According to the research, while 63% of chief marketing officers said their ability to set a strategy was strong, only 41% said their ability to plan to achieve that strategy was good. Furthermore, fewer than 30% believed they had the ability to execute their strategy successfully.

According to Nikki Tyrer, customer relationship management lead at Accenture South Africa, “the inability of marketers to successfully plan and implement programmes is a significant obstacle”.

Accenture's High Performance Business Research shows operationally excellent marketers appear to have three distinctive capabilities that allow them to lead their industry in growth and value creation:

  • Flexibility: ability to move marketing resources across brands, geographies, and markets to pursue opportunities of greatest value.
  • Speed: ability to move from idea conception to in-field execution rapidly and the ability to revise in-field campaign to maximise effectiveness.
  • Throughput: ability to accomplish more marketing to support expanding numbers of customers segments and products.

    “Leading companies become operationally excellent by implementing programmes that enable increased market share and brand recognition in complex and cluttered environments,” says Tyrer.

    “While vision is a key aspect of marketing strategy, the failure to create a roadmap to move from concept to implementation leaves strategy on the starting block,” adds Tyrer.

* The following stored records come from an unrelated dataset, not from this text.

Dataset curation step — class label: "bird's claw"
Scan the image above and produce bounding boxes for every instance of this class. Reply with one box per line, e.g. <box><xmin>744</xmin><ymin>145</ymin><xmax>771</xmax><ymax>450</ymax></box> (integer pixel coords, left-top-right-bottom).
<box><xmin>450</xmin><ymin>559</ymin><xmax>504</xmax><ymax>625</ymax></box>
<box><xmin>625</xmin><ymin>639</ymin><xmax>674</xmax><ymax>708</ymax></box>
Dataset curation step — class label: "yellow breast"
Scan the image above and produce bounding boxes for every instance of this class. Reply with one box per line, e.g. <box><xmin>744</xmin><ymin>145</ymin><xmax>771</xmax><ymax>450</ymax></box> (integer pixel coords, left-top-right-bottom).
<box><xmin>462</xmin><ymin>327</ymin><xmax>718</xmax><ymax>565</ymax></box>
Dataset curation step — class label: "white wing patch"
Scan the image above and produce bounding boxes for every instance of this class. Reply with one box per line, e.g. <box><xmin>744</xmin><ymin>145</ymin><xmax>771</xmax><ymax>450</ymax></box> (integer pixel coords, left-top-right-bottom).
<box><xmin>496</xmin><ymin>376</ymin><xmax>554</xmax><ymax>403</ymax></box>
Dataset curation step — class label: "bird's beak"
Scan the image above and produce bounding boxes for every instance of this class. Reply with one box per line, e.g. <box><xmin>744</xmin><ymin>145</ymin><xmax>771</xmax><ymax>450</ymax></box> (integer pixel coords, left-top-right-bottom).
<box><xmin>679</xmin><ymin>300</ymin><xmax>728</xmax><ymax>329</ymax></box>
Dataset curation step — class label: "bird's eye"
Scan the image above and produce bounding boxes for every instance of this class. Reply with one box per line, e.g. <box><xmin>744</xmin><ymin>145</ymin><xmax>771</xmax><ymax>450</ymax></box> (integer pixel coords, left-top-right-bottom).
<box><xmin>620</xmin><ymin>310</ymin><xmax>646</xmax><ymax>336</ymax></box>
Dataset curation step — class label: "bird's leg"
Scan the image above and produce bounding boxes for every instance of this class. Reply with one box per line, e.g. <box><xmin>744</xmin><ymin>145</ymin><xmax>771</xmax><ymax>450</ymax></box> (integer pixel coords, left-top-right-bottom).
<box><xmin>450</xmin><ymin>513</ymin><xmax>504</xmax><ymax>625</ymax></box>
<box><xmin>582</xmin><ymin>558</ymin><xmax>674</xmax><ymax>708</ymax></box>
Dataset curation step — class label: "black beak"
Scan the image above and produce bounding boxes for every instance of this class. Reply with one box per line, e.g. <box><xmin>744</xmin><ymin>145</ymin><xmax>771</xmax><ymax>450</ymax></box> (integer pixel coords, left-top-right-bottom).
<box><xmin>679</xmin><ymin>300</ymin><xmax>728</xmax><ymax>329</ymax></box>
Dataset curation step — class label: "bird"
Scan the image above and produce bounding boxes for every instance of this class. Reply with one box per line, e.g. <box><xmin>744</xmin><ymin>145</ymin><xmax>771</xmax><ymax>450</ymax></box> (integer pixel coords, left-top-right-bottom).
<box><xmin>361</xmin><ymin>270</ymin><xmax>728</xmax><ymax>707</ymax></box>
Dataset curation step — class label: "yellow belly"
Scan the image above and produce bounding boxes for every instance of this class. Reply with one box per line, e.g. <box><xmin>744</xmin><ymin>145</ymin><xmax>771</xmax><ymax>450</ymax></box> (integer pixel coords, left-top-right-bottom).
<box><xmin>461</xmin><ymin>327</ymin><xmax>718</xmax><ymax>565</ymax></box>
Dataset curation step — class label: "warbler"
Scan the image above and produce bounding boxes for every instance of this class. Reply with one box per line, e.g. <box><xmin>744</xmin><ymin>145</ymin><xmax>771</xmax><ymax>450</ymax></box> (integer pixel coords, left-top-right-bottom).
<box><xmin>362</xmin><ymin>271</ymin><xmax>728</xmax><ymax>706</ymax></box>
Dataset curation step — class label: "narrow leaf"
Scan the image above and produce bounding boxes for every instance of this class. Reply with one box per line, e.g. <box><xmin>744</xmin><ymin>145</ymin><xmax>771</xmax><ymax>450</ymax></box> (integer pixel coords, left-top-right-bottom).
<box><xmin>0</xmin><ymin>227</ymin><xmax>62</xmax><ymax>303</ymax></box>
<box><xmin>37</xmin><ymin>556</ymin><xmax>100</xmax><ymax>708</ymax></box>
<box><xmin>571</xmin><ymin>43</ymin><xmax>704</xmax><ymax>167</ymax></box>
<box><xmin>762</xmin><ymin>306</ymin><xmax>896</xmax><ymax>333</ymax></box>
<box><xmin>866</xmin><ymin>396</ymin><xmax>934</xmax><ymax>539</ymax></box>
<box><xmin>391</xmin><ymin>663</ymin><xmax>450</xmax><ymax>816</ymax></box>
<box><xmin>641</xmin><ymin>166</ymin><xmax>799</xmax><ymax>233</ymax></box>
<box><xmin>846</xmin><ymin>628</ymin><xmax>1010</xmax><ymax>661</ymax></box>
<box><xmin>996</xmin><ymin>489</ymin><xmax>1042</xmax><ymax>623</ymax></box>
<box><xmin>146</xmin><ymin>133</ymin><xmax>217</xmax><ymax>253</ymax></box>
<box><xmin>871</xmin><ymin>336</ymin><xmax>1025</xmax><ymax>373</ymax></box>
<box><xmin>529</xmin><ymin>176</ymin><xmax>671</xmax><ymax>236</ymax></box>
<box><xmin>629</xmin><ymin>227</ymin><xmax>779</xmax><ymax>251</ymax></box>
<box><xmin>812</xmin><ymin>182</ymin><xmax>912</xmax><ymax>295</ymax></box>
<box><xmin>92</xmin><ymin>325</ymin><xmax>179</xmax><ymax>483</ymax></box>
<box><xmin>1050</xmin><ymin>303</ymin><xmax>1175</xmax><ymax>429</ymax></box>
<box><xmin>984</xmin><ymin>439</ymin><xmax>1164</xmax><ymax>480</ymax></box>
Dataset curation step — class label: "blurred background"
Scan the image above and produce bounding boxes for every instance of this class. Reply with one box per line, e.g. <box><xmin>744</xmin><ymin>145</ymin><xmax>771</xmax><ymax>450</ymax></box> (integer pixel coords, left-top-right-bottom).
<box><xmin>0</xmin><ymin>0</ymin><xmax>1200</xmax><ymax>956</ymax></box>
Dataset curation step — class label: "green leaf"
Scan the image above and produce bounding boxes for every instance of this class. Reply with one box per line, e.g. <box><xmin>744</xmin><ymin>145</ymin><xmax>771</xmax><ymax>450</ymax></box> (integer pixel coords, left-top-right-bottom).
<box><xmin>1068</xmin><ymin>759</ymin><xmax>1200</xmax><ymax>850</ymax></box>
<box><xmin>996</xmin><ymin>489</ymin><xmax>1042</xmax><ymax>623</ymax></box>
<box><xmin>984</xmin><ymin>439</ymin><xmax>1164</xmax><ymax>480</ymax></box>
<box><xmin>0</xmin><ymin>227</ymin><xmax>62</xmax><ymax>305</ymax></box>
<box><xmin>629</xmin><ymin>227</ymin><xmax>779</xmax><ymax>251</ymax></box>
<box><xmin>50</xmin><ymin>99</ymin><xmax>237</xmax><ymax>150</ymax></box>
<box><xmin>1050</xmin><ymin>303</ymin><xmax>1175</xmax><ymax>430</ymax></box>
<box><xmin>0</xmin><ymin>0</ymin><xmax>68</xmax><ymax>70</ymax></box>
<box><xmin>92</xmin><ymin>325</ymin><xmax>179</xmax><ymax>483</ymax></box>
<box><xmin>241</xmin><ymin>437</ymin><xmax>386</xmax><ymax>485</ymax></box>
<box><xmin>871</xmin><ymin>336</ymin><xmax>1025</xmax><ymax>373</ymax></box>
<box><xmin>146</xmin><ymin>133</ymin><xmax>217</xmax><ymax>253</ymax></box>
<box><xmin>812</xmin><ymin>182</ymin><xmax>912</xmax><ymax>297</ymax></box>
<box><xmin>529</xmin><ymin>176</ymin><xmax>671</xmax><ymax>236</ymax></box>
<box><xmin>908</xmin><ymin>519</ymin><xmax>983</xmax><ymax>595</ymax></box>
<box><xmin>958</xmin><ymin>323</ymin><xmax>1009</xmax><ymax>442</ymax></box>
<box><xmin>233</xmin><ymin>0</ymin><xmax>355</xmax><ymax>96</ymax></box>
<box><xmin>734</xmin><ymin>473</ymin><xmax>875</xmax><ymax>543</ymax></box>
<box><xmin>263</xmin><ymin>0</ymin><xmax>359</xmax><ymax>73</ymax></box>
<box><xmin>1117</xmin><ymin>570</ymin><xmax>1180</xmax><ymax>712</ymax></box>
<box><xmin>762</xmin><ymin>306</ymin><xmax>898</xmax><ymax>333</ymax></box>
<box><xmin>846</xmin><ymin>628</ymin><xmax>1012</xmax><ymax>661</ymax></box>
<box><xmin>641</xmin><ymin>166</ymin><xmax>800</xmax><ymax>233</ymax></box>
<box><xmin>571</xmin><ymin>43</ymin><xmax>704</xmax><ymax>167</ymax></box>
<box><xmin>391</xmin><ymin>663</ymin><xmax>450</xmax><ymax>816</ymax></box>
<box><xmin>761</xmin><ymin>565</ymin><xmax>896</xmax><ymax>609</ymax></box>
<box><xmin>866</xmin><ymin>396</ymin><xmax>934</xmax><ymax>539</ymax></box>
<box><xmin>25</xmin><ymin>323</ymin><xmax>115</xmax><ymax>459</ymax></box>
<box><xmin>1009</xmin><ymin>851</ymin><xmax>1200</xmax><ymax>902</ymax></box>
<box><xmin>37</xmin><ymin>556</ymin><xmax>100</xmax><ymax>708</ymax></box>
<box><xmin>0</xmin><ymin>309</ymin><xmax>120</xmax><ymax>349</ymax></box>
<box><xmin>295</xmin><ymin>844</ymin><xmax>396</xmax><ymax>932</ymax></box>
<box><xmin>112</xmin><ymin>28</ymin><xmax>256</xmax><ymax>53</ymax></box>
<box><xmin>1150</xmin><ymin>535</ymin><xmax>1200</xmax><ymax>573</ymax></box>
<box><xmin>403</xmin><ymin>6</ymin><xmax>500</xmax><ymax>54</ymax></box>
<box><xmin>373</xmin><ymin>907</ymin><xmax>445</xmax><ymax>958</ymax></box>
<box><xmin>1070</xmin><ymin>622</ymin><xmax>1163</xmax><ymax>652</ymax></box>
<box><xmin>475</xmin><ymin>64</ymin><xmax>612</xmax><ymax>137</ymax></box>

    Accenture states that high performers in this industry use four elements to ensure marketing programme development:
    1. Marketing roadmap – identifying the right visions to create value.
    2. Value architecting – modelling cost/benefit scenarios.
    3. Development plan – moving the vision through identifying the tools and initiatives needed.
    4. Change management plan – high performers have a leadership strategy to support change.

    “By-passing a roadmap will have long-term negative consequences. It is akin to building a house without an architect's plans. The vision of what you want will never be realized. While there is great value and competitive differentiation to be achieved through marketing operations, many companies will realise only a small portion of what is possible,” concludes Tyrer.